If you want to improve your skills in this area, you’ll need to practice – a lot. While you do, keep the following tips in mind:
- Get a good look. Before you put pencil to paper, take a good hard look at your figure to fix the image in your mind. Make note of certain things like the proportions of the body and the angle of the pose. Use your pencil to measure parts of the figure’s body.
- Think about composition. Though you may just be drawing the figure in whatever pose she is in, you still need to plan the composition of your drawing. Use your pencil (without marking the paper) to create the general shapes on the page so you can get a feel for it.
- Make a quick sketch. Take just a few seconds (yes, only a few seconds) to sketch the entire figure. Don’t include any detail, just sketch in the basic shapes and then make your drawing over it. As you add detail, try to work quickly so as to avoid agonizing over one part for too long.

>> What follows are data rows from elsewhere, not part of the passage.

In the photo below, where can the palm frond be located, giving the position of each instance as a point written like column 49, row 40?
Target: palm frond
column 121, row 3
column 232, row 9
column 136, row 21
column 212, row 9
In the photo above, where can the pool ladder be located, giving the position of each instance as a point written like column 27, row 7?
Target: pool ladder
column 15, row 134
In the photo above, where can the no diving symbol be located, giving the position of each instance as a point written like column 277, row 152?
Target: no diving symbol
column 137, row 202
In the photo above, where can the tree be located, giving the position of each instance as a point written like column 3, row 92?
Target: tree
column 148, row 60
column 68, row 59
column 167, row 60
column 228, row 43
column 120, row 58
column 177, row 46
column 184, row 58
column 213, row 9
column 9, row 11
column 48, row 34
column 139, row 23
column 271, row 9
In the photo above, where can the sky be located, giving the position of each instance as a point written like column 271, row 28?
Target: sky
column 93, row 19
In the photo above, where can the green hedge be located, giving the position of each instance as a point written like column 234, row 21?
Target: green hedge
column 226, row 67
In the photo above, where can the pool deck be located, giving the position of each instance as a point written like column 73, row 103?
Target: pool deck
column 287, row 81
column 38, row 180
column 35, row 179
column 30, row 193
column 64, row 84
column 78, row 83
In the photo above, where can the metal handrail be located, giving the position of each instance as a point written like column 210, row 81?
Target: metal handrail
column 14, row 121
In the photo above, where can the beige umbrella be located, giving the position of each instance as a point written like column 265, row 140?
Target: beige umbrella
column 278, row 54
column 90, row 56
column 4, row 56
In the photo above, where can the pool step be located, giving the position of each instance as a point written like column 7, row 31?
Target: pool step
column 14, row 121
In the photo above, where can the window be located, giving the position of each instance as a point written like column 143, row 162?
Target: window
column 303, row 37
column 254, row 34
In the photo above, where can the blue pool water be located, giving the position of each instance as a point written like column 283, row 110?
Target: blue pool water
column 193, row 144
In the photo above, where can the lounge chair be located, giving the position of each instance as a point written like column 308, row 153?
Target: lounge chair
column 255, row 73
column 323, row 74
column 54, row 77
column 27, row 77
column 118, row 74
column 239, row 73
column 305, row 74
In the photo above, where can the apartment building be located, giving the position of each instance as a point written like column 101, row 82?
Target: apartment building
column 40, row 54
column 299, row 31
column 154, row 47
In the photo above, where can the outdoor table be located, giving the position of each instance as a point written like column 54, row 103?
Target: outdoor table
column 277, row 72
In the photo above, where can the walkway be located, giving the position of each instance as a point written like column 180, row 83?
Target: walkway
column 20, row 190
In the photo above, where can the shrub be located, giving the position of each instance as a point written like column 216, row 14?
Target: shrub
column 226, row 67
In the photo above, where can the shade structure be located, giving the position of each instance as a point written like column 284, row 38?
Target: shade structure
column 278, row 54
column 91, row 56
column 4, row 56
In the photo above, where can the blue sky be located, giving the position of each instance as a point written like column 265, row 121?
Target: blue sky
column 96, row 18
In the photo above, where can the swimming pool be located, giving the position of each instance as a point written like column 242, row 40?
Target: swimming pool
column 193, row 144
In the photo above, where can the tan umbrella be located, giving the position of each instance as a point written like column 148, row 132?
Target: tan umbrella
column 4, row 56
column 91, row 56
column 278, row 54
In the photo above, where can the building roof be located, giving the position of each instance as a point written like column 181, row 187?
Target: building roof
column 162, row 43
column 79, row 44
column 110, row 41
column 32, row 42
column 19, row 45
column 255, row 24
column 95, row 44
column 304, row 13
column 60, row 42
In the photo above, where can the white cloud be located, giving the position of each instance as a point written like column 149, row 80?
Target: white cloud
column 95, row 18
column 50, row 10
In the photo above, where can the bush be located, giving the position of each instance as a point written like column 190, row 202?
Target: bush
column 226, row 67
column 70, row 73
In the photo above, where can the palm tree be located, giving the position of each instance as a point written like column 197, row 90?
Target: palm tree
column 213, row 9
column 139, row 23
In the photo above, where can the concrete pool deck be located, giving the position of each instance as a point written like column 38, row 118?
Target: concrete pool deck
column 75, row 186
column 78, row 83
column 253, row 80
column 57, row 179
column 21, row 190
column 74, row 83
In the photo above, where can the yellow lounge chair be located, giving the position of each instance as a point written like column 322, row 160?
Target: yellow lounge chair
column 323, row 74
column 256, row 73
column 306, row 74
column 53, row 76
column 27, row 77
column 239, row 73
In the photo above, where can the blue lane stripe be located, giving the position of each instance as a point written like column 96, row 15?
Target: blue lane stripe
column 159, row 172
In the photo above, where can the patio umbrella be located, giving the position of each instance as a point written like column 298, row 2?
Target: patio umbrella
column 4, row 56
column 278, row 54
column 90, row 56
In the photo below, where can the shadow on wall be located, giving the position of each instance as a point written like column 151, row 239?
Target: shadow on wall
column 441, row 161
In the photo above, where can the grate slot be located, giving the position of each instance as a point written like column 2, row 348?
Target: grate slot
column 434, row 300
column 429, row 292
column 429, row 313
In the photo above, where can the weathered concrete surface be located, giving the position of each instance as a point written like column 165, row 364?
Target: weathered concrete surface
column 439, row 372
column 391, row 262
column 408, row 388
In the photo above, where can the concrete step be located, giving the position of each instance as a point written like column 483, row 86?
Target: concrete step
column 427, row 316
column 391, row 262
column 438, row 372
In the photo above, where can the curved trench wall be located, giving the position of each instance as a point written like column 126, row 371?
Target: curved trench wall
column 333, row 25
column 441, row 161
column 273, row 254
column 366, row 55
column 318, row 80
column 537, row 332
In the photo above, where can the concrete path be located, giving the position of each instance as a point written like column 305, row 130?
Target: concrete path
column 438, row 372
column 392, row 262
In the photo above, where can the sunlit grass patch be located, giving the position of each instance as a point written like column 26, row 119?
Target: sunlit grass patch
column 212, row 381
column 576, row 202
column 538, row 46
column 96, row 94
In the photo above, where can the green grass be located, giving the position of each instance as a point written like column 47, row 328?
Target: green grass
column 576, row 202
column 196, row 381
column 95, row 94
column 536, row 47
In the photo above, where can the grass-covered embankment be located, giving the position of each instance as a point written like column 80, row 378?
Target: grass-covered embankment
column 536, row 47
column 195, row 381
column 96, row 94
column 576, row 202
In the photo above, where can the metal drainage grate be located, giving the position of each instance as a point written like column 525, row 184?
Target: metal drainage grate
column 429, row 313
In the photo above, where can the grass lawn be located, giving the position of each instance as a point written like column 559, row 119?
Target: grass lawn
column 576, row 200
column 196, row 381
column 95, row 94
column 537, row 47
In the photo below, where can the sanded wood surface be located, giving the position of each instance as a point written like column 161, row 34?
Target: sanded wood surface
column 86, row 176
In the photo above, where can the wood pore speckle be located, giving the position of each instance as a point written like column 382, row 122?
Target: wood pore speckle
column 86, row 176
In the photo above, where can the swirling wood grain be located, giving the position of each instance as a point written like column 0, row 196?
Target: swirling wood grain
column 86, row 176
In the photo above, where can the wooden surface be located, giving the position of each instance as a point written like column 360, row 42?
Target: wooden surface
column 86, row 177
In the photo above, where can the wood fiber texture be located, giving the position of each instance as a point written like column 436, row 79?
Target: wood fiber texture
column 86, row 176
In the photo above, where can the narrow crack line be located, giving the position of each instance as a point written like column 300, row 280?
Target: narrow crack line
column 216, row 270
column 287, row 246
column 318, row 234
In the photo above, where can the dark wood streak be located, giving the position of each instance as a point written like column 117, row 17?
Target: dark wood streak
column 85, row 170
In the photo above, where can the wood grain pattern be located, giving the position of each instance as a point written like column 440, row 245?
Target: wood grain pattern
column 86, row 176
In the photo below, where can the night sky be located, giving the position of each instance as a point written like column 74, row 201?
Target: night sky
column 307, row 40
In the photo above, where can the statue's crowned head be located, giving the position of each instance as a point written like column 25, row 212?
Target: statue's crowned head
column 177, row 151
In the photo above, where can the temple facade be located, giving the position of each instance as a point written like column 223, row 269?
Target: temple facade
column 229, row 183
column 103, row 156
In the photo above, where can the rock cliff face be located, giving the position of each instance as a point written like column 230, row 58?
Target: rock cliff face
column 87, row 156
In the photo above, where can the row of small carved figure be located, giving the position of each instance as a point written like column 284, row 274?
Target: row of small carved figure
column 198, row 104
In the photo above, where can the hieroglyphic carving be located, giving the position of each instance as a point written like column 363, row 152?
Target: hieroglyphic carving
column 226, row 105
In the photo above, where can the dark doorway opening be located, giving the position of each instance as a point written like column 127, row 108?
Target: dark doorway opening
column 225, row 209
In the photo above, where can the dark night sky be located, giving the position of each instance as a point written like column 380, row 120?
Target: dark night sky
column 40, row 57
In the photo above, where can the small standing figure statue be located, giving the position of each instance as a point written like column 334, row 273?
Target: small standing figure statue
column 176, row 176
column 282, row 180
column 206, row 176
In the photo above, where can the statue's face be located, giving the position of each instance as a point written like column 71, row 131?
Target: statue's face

- Try not to erase. Try to think of your eraser as a tool for lightening dark tones instead of a way to erase a mistake. Not only do erasers tend to damage the paper, but it wastes valuable time when you could simply draw over the mistake. If the damage is irreparable, you can always start over.
- Work in shadows and highlights. Once you’ve drawn in the details, you can start adding dimension with shadows and highlights – this is what will bring your figure to life. This is also the part of the drawing that will take some time, so making your initial sketch quickly will give you more time for this stage.
- Add some background. While the figure itself should be the focus of your drawing, you can add a few details here and there to ground it. Something as simple as a line will help make it clear that your figure isn’t just floating in empty space, or you could draw a shadow below it.
- Do it again. If you have extra time with the model after you’ve completed your drawing, make another one! Try drawing it from a different angle or choose a different technique when it comes time to add dimension. The more practice you do, the better you’ll get.
Always remember that beauty is in the eye of the beholder. Even if your life drawing doesn’t look like a spitting image of your model, that doesn’t necessarily make it a bad drawing. To some degree, the act of drawing is a work of art in and of itself, so don’t be discouraged if your drawing doesn’t turn out the way you hoped. Practice makes perfect and that’s half the fun of being an artist anyway.